The warden gave him three packets of sugar. Then Song Byeok stepped out of the prison — and a strange feeling overcame him: an “attachment to life,” as he puts it. “I realized the importance of life. I wanted to live, no matter what.” And he was absolutely determined to leave North Korea, whatever it took.

He went to his uncle’s, rather than his mother’s. He did not want her to see him in his emaciated condition. He recuperated at his uncle’s. Then he went to his mother’s, to say goodbye. She gave him a small pouch with some red beans and some salt. According to Korean folklore, red beans contain good luck and the scattering of salt can drive away demons.

Once more, Song Byeok set out for China. His journey was dramatic –another terrifying experience in his life — but he made it across the river, never to turn back.

In China, he saw something remarkable: People gave animals, such as pigs, white rice to eat. In North Korea, that was a distant dream, for many people: white rice to eat.

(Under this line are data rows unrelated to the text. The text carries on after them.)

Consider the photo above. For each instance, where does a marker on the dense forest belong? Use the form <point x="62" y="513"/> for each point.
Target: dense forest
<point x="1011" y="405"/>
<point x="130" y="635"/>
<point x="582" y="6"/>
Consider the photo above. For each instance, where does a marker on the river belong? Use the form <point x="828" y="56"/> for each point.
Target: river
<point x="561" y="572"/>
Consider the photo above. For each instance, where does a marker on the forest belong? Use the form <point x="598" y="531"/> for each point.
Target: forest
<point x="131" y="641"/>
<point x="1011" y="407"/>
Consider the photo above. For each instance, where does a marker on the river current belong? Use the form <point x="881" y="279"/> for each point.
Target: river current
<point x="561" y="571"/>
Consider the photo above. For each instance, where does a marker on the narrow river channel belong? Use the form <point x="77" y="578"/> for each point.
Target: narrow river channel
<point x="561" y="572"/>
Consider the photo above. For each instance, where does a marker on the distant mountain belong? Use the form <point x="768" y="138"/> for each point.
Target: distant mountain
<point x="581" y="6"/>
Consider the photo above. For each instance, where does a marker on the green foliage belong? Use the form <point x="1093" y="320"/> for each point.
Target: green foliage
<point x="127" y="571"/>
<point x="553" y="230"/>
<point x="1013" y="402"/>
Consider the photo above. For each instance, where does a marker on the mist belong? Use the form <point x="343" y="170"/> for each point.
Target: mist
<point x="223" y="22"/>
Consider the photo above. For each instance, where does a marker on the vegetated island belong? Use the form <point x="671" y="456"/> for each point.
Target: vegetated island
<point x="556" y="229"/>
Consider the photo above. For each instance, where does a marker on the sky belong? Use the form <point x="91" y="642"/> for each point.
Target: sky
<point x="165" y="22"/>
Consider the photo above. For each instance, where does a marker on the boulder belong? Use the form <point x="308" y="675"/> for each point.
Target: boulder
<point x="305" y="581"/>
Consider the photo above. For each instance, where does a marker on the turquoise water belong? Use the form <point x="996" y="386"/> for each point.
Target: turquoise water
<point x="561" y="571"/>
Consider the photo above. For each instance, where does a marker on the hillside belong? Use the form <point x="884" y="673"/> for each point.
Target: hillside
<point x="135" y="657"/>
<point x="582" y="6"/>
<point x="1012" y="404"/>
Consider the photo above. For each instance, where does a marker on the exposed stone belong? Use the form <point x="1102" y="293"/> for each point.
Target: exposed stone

When he got to South Korea, in 2002, he saw something even more remarkable: hospitals for animals. Also, he heard about “animal rights.” In North Korea, very few people had access to hospitals. And no one had rights.

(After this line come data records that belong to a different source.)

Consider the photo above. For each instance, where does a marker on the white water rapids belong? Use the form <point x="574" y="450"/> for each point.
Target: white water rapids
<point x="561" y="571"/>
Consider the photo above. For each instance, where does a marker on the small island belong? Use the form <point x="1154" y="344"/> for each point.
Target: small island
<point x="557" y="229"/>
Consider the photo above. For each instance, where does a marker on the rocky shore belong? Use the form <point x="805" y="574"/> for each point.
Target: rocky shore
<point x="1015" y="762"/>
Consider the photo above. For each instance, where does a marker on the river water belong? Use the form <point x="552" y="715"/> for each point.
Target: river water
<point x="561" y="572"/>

There was electricity for 24 hours a day, in South Korea. There was hot water, too. These things seemed miraculous. Also, government officials treated you decently. They didn’t yell at you or beat you up. You were a human being, not a nonentity to be hit, killed, etc.

Song Byeok had a hard time with food — the abundance of it. The mere availability of it. He cried before it. How could he eat it, with his family going without? While he was in prison, one of his sisters had died of starvation. His mother would soon die of the same. His other sister, he would help escape North Korea.

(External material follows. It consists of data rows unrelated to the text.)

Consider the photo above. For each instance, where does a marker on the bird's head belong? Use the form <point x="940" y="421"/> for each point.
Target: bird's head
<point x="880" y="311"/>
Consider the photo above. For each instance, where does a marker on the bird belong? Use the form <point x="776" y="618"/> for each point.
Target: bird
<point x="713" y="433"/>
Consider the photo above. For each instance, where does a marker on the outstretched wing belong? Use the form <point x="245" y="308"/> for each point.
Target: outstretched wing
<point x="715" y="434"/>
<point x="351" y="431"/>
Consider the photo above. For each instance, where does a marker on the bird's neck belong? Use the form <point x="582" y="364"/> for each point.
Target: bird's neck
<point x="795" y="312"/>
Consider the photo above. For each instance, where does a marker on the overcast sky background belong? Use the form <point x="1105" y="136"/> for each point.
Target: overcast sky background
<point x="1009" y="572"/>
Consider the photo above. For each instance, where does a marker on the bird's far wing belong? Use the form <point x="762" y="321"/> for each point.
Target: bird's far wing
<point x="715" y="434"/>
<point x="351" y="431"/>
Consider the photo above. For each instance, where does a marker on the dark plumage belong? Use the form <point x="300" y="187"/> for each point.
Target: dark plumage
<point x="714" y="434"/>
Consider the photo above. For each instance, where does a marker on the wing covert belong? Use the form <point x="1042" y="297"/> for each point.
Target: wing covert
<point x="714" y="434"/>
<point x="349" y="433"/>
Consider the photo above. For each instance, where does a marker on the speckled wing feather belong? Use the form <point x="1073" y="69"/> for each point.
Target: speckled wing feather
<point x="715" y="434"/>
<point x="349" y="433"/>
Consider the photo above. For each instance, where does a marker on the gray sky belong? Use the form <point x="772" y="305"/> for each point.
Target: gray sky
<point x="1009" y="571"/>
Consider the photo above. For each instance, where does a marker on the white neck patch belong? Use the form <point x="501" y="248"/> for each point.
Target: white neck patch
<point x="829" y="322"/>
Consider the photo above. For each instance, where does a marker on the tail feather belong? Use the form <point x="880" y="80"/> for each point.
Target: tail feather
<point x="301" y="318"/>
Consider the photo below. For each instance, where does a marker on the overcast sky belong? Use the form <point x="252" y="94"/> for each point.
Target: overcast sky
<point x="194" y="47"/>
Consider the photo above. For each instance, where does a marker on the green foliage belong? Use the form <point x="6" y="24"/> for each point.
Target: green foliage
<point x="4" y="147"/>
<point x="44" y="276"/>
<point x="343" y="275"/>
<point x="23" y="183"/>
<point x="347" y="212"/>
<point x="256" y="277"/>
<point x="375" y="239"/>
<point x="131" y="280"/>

One of the reasons that Song Byeok hates the North Korean system is that it is a destroyer of families, and he is a cherisher of the family. The system destroyed his family, he says, and it has destroyed countless other families.

In South Korea, Song Byeok received a college education. He earned both a bachelor’s degree and a master’s degree. He taught at a South Korean university, too. Today, he and his wife live in Frankfurt.

He has presented his work in various parts of the world, including the United States. North Korea is never far from his mind. He feels a responsibility to those he left behind, so to speak: his countrymen.

He has a recurring nightmare. Back in North Korea, he is having a meal with his mother and sister (the sister who perished). Suddenly, the police burst in, and his mother tells him to flee. He jumps out a window, but when he lands, he can’t walk. He can’t move. Then he wakes up, soaked in sweat.

Over the years, I have met many North Koreans, mainly at the Oslo Freedom Forum. They are all compelled to bear witness: to tell the world about the unbelievable — namely, the horror of life, and death, in North Korea.

Remember them, says Song Byeok. Remember the North Koreans. They have no freedom whatsoever. No freedom and no material comfort. (Those things go hand in hand.) Some of them die trying to get to freedom — in the Tumen River, in the Gobi Desert. Remember them. The rest of us are so lucky.